Enterprise Integration

www.entint.com

 

Interview conducted by:

Lynn Fosse, Senior Editor, CEOCFO Magazine, Published – May 9, 2016

 

CEOCFO: Mr. Locher, what is the focus at Enterprise Integration today?

Mr. Locher: The main focus is within the IT industry. It is certainly changing the economic model of IT operations and making IT the most efficient onshore capability at a better price point than was previously experienced over the last twenty years.

 

CEOCFO: How are you able to do that?

Mr. Locher: We are doing a great majority of that through what we call, “digital robotics.” Focusing on the IT industry, many people are talking about the next ten years as being a new industrial revolution. However, that industrial revolution will be digital in nature, as opposed to mechanical in nature. Therefore, we are focusing on a very important number which has remained consistent over the last thirty years in the technology industry, that number is eighty percent. Eighty percent of all corporations’ IT operational spend is maintaining legacy IT equipment. That has been a substantially high cost spend over the previous years. We are working directly with C-level persons to provide them our big fat claim, which is our contractual promise to lower their eighty percent maintenance on legacy IT spend. We can reduce IT legacy spend by ten percent year over year by identifying placeless work or menial tasks through our digital robotics and automation. Not unlike what you’ve seen in the manufacturing industry of what Tesla has done with robotics. We are doing the same thing in the IT industry with machine learning and intelligence.

 

CEOCFO: Would you give us a couple of examples of where it would be applicable?
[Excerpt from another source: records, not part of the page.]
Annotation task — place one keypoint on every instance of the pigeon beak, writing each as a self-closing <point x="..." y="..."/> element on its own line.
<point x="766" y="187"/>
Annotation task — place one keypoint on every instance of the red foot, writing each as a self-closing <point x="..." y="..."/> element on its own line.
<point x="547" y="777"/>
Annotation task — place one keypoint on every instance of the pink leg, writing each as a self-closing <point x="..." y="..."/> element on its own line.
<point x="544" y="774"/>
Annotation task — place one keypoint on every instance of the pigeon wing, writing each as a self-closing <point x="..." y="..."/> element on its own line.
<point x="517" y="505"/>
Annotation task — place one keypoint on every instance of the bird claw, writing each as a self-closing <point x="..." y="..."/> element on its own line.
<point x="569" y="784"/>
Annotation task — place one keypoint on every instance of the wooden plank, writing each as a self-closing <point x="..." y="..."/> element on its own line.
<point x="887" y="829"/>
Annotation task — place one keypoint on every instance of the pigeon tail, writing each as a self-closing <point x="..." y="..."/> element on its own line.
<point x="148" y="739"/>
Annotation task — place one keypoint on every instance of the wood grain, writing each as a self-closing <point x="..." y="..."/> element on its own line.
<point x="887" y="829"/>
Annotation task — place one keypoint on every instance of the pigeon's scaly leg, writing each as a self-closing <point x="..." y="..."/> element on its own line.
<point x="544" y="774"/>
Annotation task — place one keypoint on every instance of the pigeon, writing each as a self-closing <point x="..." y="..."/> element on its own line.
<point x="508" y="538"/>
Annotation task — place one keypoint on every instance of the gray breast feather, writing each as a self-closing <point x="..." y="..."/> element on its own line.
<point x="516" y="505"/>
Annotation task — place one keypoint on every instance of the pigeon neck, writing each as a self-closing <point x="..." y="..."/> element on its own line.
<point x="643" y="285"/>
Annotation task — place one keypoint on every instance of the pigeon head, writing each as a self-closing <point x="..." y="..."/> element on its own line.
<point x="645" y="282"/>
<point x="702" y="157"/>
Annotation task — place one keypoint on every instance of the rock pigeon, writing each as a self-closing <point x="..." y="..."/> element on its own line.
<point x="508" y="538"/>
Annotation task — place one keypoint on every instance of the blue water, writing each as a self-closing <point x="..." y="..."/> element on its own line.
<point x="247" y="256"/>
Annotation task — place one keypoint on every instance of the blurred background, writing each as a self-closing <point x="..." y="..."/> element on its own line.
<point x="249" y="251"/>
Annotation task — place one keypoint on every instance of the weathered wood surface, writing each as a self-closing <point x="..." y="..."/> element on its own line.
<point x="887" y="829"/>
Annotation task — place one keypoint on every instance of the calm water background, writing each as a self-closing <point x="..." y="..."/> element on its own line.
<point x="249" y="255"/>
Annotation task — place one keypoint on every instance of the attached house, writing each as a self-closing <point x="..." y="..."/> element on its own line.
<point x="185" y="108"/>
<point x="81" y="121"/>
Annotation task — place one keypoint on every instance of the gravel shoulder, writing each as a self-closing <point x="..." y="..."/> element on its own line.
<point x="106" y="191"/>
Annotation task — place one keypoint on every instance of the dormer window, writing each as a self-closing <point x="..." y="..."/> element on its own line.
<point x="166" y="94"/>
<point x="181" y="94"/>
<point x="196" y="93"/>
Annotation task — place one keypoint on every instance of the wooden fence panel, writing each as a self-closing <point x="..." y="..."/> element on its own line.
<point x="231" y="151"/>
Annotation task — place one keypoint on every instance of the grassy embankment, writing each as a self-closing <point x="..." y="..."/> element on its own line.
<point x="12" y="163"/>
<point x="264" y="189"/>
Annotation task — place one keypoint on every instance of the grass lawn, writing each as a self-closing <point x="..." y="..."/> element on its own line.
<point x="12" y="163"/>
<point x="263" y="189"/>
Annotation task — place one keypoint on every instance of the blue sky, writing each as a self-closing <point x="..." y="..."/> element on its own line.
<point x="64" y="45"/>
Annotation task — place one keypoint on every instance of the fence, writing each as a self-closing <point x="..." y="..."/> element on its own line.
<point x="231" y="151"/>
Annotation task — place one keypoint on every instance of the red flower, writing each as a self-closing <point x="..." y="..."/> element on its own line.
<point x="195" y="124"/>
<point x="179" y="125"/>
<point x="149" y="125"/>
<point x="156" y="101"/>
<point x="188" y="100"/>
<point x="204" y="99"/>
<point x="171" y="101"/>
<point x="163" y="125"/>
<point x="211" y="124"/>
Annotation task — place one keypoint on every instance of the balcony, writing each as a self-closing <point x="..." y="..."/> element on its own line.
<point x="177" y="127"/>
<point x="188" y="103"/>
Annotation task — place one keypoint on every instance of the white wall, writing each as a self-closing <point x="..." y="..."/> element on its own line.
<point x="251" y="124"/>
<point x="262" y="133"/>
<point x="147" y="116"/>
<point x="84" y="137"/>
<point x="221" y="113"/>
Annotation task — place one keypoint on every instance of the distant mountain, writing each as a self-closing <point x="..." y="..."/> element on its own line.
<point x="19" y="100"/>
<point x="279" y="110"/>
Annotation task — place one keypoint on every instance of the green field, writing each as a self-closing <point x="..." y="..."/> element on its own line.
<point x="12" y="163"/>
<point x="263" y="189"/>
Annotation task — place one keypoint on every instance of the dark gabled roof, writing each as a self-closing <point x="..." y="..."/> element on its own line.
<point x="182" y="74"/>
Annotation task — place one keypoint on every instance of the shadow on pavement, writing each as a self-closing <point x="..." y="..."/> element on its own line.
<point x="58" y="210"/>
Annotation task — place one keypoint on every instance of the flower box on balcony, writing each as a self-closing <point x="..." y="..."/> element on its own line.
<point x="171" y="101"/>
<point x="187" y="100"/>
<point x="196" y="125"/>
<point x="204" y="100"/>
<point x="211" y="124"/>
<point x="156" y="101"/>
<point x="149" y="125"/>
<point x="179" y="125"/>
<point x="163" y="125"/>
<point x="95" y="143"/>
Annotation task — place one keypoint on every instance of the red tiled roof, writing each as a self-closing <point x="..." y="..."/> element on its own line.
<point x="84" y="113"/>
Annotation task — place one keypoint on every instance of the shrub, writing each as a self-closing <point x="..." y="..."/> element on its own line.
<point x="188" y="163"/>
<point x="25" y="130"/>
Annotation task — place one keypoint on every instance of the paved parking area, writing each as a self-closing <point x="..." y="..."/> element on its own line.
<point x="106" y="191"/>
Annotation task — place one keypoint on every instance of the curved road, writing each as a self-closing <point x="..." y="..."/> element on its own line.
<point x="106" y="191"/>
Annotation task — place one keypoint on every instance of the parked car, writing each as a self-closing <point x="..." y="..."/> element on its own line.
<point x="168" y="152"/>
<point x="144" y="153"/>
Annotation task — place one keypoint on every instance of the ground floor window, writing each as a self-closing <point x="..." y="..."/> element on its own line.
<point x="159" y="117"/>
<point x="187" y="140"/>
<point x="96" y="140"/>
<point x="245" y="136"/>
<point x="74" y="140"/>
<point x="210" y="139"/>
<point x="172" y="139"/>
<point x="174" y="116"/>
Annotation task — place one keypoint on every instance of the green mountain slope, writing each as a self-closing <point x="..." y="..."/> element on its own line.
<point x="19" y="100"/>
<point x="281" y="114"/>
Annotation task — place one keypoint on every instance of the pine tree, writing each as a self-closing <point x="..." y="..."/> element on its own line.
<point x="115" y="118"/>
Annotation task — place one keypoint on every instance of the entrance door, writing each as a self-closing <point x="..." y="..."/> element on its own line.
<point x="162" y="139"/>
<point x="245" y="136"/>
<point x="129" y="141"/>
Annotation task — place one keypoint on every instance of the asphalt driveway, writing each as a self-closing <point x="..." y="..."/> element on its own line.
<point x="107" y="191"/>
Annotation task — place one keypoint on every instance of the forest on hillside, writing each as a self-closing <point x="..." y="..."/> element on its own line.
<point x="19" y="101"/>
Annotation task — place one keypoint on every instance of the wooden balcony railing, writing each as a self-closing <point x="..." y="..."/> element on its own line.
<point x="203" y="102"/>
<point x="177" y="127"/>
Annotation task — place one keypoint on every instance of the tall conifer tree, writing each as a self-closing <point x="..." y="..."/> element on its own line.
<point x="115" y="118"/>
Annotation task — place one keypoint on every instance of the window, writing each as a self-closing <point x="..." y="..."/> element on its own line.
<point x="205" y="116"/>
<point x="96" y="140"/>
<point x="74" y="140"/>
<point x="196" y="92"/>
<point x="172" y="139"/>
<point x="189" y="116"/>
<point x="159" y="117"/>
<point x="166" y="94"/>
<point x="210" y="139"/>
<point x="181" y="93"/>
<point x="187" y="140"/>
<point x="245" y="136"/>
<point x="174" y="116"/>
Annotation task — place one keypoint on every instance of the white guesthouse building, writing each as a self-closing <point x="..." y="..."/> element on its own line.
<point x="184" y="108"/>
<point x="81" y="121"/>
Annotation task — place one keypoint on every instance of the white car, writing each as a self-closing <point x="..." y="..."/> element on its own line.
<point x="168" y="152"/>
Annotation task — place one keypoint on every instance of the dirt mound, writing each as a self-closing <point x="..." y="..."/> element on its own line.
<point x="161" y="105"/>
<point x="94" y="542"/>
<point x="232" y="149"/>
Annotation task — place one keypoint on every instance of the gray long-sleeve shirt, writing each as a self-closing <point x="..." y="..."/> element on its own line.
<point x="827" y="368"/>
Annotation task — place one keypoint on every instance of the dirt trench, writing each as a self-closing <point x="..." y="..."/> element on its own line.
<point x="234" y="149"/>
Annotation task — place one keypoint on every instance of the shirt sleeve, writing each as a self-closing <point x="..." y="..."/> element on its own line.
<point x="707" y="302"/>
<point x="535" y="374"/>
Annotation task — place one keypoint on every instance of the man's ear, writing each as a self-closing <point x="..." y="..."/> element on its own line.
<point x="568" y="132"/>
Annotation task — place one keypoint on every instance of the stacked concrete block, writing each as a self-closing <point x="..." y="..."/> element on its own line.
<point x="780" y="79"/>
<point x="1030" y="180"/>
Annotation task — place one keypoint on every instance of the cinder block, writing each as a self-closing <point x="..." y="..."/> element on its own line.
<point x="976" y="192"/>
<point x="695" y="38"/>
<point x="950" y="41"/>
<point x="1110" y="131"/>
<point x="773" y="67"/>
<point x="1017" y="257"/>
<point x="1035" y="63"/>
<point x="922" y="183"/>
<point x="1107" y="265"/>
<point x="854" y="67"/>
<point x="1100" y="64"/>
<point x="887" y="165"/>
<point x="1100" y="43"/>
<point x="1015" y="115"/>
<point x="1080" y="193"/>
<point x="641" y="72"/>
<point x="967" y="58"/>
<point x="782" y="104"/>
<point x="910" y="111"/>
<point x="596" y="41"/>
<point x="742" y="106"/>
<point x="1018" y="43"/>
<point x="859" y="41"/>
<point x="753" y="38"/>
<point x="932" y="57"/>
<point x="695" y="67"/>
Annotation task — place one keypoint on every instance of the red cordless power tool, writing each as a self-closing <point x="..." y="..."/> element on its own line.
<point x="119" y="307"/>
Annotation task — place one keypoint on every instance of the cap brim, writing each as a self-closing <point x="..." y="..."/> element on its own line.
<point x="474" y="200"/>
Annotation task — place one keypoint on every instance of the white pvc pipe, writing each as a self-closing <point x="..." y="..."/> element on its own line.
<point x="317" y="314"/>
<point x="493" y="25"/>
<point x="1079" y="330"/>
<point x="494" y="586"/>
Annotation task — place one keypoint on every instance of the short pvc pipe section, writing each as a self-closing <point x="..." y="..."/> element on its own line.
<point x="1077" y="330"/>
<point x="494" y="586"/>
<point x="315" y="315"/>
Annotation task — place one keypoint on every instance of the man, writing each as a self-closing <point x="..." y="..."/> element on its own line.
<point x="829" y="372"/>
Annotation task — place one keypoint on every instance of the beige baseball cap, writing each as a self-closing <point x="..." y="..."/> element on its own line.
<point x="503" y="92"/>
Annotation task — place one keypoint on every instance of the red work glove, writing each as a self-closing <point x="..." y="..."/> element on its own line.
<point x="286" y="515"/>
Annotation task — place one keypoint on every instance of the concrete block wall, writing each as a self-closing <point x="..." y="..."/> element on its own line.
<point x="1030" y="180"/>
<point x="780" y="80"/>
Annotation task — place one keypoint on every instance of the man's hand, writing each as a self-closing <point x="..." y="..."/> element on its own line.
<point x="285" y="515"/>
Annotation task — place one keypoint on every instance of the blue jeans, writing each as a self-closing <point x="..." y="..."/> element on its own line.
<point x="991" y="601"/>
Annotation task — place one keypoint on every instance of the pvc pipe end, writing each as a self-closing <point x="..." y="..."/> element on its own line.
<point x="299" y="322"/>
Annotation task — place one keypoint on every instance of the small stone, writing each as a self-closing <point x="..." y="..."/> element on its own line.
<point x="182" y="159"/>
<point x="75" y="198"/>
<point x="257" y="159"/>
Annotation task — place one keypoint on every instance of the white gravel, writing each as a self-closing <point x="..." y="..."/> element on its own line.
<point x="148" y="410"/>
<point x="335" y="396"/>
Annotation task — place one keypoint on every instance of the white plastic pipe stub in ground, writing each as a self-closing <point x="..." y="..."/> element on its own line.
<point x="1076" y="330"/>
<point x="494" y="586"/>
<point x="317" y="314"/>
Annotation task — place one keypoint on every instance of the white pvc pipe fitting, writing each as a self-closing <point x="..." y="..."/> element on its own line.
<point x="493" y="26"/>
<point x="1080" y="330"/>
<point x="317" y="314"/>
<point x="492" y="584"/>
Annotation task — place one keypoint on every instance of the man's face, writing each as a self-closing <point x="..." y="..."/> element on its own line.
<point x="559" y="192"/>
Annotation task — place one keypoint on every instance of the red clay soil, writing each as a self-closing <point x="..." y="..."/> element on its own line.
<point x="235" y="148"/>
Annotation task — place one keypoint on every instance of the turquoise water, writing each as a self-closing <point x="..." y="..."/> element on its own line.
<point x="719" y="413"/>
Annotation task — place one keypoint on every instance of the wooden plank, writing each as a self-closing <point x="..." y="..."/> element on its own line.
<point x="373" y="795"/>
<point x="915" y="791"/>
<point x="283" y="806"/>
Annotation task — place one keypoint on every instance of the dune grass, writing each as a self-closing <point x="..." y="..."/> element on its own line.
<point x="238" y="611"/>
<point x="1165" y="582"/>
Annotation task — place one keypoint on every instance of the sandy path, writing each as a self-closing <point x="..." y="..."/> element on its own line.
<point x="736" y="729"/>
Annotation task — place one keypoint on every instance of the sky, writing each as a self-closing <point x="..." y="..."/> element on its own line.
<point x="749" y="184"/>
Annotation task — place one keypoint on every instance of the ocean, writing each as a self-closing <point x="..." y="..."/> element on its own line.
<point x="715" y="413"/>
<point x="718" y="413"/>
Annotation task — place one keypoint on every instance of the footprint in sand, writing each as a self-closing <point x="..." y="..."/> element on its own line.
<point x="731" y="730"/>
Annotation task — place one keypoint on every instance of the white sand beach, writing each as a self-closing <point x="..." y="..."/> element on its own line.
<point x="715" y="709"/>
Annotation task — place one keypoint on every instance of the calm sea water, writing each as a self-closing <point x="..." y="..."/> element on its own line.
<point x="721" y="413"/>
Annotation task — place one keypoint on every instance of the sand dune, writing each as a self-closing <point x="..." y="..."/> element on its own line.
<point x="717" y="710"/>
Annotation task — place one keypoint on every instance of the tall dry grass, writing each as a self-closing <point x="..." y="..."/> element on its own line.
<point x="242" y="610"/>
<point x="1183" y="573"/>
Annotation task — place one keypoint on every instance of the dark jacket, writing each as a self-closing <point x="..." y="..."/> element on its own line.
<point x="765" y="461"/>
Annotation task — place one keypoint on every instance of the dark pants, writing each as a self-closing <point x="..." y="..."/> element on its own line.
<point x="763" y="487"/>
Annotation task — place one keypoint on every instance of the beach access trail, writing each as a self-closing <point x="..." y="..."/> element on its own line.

Mr. Locher: For example, let’s say you have a large enterprise comprised of ten to fifteen thousand servers. In the middle of the night, a server-related problem occurs which triggers a multitude of alerts flooding your mobile devices. Your enterprise monitoring system sees this problem and everything downstream of it, causing what I will call a ‘thunderstorm’ of event data. It is a data thunderstorm where there may be one hundred thousand sensors on the other side of that server constantly alerting and informing a group of people that they’re experiencing problems. Realistically, there is no one human that can decipher that amount of data in a short amount of time because we are talking terabytes and terabytes of data alerting personnel. Therefore, what we are doing via digital robotics is incorporating artificial intelligence to aid in identifying exactly where the failure occured and in many cases, resolving the issue via a digital robotic program script. So what could have been an ‘all hands on deck’ conference call in the middle of the night to ensure your enterprise is fully functional by morning, we now automatically handle. If it does have to go to a human, it presents a holistic picture of what happened with all its’ corresponding data and enables the human to make an immediate decision on what they need to do to get those systems back up.

 

CEOCFO: Why a separate function, not just part of standard management systems?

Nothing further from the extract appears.